Chile starts storage onrush

During Chile’s annual Cuenta Publica presidential speech held in Congress on June 1, Gabriel Boric announced that the government was working on a bill to tender 5.4GW of large-scale energy storage systems set to become operational in 2026.

The impetus to support the development of energy storage in the country comes as Chile suffers transmission bottleneck issues, but the country is essentially starting from scratch. According to data from the Chilean Renewable Energy  Association (Acera), there was 72MW of storage capacity in operation as of April 2023, representing a mere 0.21% of the total national energy capacity.

Most of that capacity is operated by AES Andes. The company owns two storage facilities, the 12MW/4MWh Los Andes project, the first utility-scale lithium-ion battery project to come online in the world, and the Angamos facility, a 20MW/5MWh storage project located in the Antofagasta region.

AES has an ambition storage capacity growth plan in Chile with the company planning to invest $400 million by 2023 with the aim to double Chile’s total storage capacity. Among some of the projects, AES is looking to repurpose one of its coal plants.

Project Alba, as it is dubbed, will see unit 1 and 2 of the Angamos power plant converted into molten salt storage generating up to 560MW of output.

With AES leading the charge, many have joined in on the trend and energy storage projects are sprouting across the country.

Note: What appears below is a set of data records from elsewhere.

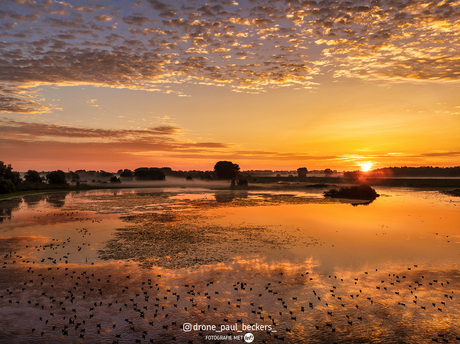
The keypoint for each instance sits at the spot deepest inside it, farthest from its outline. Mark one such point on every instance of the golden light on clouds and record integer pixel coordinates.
(366, 166)
(302, 80)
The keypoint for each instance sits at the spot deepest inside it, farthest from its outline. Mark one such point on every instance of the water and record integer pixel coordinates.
(135, 265)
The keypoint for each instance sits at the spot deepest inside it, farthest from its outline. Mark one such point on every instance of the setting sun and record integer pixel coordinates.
(366, 166)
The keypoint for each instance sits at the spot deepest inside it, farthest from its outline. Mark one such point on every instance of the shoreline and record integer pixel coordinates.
(268, 183)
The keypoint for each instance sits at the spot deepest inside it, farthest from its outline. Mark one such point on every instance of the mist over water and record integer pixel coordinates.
(132, 265)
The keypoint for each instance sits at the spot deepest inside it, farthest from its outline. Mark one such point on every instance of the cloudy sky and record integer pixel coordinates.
(267, 84)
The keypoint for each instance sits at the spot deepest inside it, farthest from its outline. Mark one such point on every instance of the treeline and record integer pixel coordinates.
(10, 181)
(424, 171)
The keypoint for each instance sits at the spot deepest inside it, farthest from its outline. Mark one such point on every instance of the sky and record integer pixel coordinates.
(266, 84)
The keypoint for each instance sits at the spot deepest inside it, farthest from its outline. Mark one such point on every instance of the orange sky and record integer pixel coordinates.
(265, 84)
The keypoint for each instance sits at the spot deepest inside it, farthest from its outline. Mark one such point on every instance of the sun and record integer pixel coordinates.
(366, 166)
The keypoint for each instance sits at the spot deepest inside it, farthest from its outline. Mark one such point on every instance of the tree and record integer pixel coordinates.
(9, 180)
(302, 173)
(6, 186)
(126, 173)
(114, 179)
(33, 177)
(7, 173)
(226, 170)
(145, 173)
(56, 177)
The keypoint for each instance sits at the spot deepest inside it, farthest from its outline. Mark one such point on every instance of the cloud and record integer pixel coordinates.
(105, 46)
(33, 131)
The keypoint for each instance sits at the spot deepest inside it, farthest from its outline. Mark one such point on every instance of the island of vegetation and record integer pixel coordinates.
(361, 192)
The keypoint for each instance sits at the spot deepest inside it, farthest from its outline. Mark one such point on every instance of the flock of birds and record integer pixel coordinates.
(48, 295)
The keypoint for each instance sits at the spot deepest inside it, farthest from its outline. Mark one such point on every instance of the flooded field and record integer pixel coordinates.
(135, 265)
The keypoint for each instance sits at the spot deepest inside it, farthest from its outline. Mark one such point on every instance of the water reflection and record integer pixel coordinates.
(120, 301)
(177, 240)
(56, 200)
(315, 271)
(8, 207)
(227, 197)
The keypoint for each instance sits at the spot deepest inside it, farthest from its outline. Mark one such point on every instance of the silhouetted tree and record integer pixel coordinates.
(302, 173)
(6, 185)
(9, 179)
(56, 177)
(226, 170)
(114, 179)
(7, 173)
(126, 173)
(104, 174)
(33, 177)
(144, 173)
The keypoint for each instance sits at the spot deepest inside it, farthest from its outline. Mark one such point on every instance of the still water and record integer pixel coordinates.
(135, 265)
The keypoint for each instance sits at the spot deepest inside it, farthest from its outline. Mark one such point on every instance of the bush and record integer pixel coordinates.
(114, 179)
(226, 170)
(33, 177)
(144, 173)
(6, 186)
(56, 177)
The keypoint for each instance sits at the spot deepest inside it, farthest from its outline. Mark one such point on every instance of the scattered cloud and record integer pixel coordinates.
(156, 43)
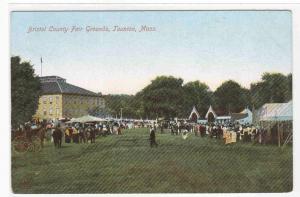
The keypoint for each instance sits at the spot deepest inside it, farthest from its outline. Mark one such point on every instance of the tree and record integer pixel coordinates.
(115, 103)
(274, 88)
(231, 97)
(25, 91)
(199, 95)
(162, 98)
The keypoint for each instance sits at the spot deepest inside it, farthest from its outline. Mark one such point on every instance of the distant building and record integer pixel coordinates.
(60, 99)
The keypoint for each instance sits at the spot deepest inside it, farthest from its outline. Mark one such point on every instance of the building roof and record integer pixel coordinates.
(58, 85)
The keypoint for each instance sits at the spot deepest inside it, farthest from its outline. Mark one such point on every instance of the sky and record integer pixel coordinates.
(209, 46)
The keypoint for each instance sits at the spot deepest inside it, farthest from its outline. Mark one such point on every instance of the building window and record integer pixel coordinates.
(44, 99)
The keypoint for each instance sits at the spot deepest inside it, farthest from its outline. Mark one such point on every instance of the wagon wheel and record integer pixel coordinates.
(36, 143)
(19, 144)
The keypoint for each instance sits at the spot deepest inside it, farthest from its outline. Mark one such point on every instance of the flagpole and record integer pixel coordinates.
(41, 67)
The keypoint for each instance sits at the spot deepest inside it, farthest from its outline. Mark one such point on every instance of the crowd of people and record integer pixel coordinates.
(87, 132)
(77, 133)
(233, 131)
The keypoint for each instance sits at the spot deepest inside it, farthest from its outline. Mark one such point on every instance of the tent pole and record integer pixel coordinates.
(278, 132)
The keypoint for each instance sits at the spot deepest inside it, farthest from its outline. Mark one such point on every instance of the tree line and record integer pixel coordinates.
(165, 96)
(169, 97)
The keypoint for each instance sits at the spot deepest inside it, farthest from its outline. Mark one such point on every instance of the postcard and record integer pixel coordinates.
(151, 101)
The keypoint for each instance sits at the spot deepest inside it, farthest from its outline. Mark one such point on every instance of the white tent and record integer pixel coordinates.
(86, 118)
(275, 112)
(210, 110)
(194, 111)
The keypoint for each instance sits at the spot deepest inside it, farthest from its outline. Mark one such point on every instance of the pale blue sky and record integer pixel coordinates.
(210, 46)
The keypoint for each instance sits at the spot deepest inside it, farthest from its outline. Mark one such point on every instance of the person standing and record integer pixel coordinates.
(152, 138)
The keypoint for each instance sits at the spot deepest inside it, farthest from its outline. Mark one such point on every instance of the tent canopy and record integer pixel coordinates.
(276, 112)
(85, 119)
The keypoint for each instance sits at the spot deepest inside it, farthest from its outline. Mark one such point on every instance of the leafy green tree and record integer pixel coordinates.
(274, 88)
(25, 91)
(162, 98)
(231, 97)
(199, 95)
(115, 103)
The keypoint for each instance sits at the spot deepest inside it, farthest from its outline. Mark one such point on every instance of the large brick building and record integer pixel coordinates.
(60, 99)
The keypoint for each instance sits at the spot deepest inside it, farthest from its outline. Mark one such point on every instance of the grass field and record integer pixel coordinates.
(127, 164)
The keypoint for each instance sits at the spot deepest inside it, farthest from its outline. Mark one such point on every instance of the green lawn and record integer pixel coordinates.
(127, 164)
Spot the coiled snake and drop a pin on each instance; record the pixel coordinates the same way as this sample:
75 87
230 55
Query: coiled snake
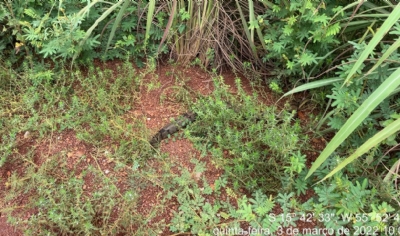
173 127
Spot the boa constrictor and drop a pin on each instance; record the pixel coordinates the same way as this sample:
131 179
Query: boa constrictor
173 127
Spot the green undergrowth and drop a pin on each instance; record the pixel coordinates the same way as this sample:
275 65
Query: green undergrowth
254 142
260 149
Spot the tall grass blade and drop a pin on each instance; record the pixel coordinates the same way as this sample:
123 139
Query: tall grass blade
150 12
169 24
383 91
314 84
95 24
372 142
117 22
246 29
393 48
386 26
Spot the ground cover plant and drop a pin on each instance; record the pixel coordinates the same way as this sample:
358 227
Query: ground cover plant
75 157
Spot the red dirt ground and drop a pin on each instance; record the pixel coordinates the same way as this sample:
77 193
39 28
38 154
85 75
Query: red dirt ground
156 116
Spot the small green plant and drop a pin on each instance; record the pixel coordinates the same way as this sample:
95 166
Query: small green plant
245 137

As of April, there was 223MW of storage capacity under construction and another 130MW of solar- plus-storage capacity according to Acera.

Another 116MW of storage had been approved by authorities while more than 600MW were in advanced stages of environmental review. The same figures for renewable-plus-storage assets were as high as 1,100MW and 3,583MW, respectively.

“All the solar assets that we want to acquire or the ones that we’re assessing already come with permitting for BESS,” said

Cristóbal Santa Cruz, investment principal responsible for Chilean investments at Qualitas Energy. The Spanish renewable

energy-focused investment firm which recently entered the Chilean market is planning on further deploying renewable assets, including energy storage.

The appeal of storage is also rooted in shortcomings of the transmission grid in Chile. In recent years, the country has been riddled with transmission bottleneck problems and attention has turned to storage as a potential way to alleviate energy losses and decoupling issues.

“There are some projects in distress. So, lenders are a little bit more reluctant to finance, but they are looking at ways that will make other projects more economically sustainable and that’s where batteries come in,” said Daniel Parodi, director of the banking & finance department at Philippi Prietocarrizosa Ferrero DU & Uría (PPU).

Last month, Innergex closed the financing of a 35MW/175MWh battery energy storage system that will be connected to the company’s 50.6MW San Andres solar plant. The developer landed a $49.5 million bridge-loan for the asset, one of Chile’s first pure battery financings.

“Most banks will be financing batteries in the near future because our transmission infrastructure is not going to get better for the next seven years or so and these projects have about a 20–30-year lifespan. So, we’re going to have batteries everywhere in a few years and the market’s getting ready for that,” said Parodi.

While the introduction of energy storage system into the matrix is an efficient way to relieve stress on the grid, it doesn’t provide an all-encompassing solution to all of Chile’s transmission and pricing issues that the country has yet to solve.